Effective classroom teaching approaches must address these underdeveloped neural pathways before attempting to teach in ways that require higher regions in the brain needed for the cognitive integration and memory required in successful academic learning. This statement is based on foundational understandings of trauma’s effects on stress activation and the regulatory capacities of the body’s most basic functions such as heart rate, body temperature, and blood pressure. Indeed,classroom learning depends on a well organised and regulated brain or at the very least, moments of regulatory alignment allowing students to access neural resources to meet developmentally appropriate and challenging classroom tasks. To gain a comprehensive understanding of trauma-informed models, we completed a review of the last decade of therapeutic principles adapted for teachers working with trauma-affected students. We found that existing trauma-informed education models include two broad intervention areas for trauma-affected classrooms: healing the dysregulated stress response and addressing attachment capacity.
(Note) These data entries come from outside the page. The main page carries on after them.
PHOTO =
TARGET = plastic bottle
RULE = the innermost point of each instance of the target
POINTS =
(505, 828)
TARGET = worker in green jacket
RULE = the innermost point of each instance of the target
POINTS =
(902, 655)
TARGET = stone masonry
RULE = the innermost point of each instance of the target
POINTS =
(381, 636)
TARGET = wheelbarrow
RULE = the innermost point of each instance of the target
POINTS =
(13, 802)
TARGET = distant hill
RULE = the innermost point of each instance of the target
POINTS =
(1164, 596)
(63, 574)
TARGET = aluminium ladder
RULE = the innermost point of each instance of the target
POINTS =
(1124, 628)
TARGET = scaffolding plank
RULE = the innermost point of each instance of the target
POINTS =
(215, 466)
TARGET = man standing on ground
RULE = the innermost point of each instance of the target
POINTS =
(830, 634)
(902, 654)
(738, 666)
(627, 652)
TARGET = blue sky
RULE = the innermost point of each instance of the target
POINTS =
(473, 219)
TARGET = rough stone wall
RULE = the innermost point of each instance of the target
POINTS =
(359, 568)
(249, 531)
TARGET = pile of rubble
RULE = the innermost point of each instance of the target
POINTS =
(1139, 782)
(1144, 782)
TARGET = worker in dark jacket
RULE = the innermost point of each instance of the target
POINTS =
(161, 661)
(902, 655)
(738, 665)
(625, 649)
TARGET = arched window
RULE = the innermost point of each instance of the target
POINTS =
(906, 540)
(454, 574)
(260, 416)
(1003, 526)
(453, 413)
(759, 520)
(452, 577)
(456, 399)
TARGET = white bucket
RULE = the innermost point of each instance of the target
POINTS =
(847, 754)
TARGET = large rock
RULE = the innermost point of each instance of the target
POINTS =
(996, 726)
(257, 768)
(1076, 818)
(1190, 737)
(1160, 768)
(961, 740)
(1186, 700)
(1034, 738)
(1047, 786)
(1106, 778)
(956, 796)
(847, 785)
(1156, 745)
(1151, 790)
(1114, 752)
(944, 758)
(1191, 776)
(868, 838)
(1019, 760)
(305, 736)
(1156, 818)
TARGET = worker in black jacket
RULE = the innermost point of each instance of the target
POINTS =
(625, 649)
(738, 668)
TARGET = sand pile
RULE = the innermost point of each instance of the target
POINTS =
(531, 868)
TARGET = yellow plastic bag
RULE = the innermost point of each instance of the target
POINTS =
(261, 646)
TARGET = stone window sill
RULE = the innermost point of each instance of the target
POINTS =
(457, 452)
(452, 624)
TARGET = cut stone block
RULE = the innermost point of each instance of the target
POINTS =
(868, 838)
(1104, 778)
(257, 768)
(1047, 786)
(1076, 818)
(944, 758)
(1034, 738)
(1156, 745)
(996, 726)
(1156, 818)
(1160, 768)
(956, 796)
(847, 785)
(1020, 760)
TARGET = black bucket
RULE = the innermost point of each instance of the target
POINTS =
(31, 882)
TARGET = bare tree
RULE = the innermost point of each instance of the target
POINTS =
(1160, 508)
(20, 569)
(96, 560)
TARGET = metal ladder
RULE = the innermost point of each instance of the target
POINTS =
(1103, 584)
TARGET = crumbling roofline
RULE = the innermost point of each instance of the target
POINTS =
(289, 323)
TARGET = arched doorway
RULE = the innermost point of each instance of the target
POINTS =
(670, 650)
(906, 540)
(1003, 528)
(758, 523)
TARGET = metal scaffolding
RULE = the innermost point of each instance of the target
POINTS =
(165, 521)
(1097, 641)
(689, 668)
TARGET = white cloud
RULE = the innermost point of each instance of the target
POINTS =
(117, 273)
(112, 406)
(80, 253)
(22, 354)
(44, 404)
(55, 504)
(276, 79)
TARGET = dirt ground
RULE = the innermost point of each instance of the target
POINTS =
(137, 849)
(The above article is an abridged version to comply with copyright terms)
Comments
At VTESS trauma-informed models of teaching and learning have been employed to connect and engage students in their learning. By focusing on improving self- regulation and building relational capacities, trauma-informed teaching assists struggling students to strengthen their capacity to learn. With proper supports, students can develop the stamina through self-regulation within a relational context to find levels of safety and belonging in the classroom that are necessary to take learning risks.
VTESS also believe that trauma- informed models of teaching and learning can be enhanced by embedding positive education into the classroom. Positive education principles include positive emotion, character strengths, resiliency, and gratitude. By adding positive education techniques to trauma-informed teaching approaches, teachers provide students who are trauma-affected with the opportunity for both healing areas of deficit and growing areas of strength.
The provision of a holistic approach in the provision
of tutorial and education support gives VTESS a leading edge, to assist every
child to develop and learn for success.